Les États-Unis signent un accord de près d’un milliard de dollars avec le français TotalEnergies pour mettre fin aux projets éoliens offshore

Le secrétaire américain à l’Intérieur Doug Burgum a fait cette annonce lors de la conférence annuelle CERAWeek à Houston, où il s’est présenté aux côtés du PDG de TotalEnergies, Patrick Pouyane, pour signer l’accord.

“Nous nous associons à TotalEnergies pour débloquer près d’un milliard de dollars qui était immobilisé dans un dépôt de location destiné aux subventions de l’administration précédente qui alimentaient une énergie éolienne offshore coûteuse et dépendante du climat”, a déclaré Burgum.

Pouyanne a salué l’accord, affirmant qu’il réorientait l’investissement de 928 millions de dollars de TotalEnergies dans deux fermes éoliennes au large des côtes de Caroline du Nord et de New York vers des projets de gaz naturel aux États-Unis, en particulier l’usine de GNL de Rio Grande.

Le géant français TotalEnergies avait quatre gigawatts (GW) de projets offshore en développement, dont 3 GW pour le projet New York Bight et 1 GW en Caroline du Nord.

Mais fin 2024, Pouyanne a annoncé qu’ils étaient « en attente » en raison de l’improbabilité d’obtenir des licences fédérales de l’administration Trump.

Sous l’ancien président Joe Biden, les États-Unis avaient accéléré les progrès dans la construction de parcs éoliens dans le cadre de leur lutte contre le changement climatique.

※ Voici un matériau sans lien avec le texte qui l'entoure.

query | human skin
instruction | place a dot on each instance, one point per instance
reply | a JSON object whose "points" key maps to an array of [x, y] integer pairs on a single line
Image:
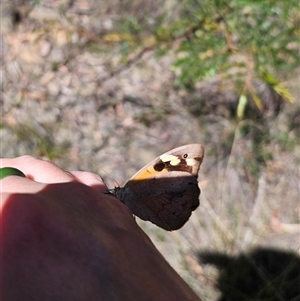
{"points": [[62, 238]]}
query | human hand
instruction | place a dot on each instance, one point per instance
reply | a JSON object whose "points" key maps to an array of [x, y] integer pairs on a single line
{"points": [[64, 239]]}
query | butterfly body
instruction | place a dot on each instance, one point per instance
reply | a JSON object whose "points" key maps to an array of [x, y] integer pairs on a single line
{"points": [[166, 190]]}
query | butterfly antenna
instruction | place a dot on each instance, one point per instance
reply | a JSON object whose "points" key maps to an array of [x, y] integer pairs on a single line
{"points": [[110, 177]]}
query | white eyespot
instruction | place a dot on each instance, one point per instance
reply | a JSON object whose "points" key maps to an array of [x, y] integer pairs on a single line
{"points": [[174, 160], [191, 162]]}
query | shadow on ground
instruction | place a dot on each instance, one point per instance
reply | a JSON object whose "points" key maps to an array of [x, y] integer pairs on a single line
{"points": [[263, 274]]}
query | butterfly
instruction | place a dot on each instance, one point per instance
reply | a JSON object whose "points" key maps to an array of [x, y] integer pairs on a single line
{"points": [[166, 190]]}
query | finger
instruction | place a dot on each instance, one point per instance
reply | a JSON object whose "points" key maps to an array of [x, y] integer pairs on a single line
{"points": [[89, 179], [16, 184], [38, 170]]}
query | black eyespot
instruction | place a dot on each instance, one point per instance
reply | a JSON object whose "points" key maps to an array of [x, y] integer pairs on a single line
{"points": [[159, 166]]}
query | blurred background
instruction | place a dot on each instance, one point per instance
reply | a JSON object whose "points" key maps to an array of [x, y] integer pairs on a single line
{"points": [[107, 86]]}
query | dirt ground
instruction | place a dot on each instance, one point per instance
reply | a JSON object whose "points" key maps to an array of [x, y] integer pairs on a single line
{"points": [[62, 100]]}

Le président américain Donald Trump a toutefois inversé le cap sur de nombreuses politiques climatiques de Biden, en particulier celles visant l’énergie éolienne.

Trump se plaint depuis longtemps de l’esthétique des parcs éoliens, les qualifiant d’« inesthétiques ».

L’administration Trump a suspendu cinq projets d’énergie éolienne en décembre, invoquant des risques pour la « sécurité nationale ».

Cette ordonnance a ensuite été annulée par des décisions de plusieurs tribunaux fédéraux américains, permettant ainsi la reprise des travaux.

Lundi à Houston, le PDG de TotalEnergies, Pouyanne, a déclaré que l’éolien offshore n’était “pas le moyen le plus abordable de produire de l’électricité” aux États-Unis, qui, selon lui, étaient des centrales électriques alimentées au gaz naturel.

“Nous pourrions recycler tout cet argent que nous consacrons, je dirais, à la politique énergétique des États-Unis, et pour nous, je dirais, à des investissements plus intelligents. C’était donc un dialogue dans lequel nous sommes tous gagnants”, a-t-il déclaré.

Selon un communiqué de TotalEnergies, la société a également signé une lettre d’intention avec Glenfarne, principal développeur du projet de gaz naturel liquéfié (GNL) d’Alaska, pour l’extraction à long terme de 2 millions de tonnes par an de GNL sur 20 ans.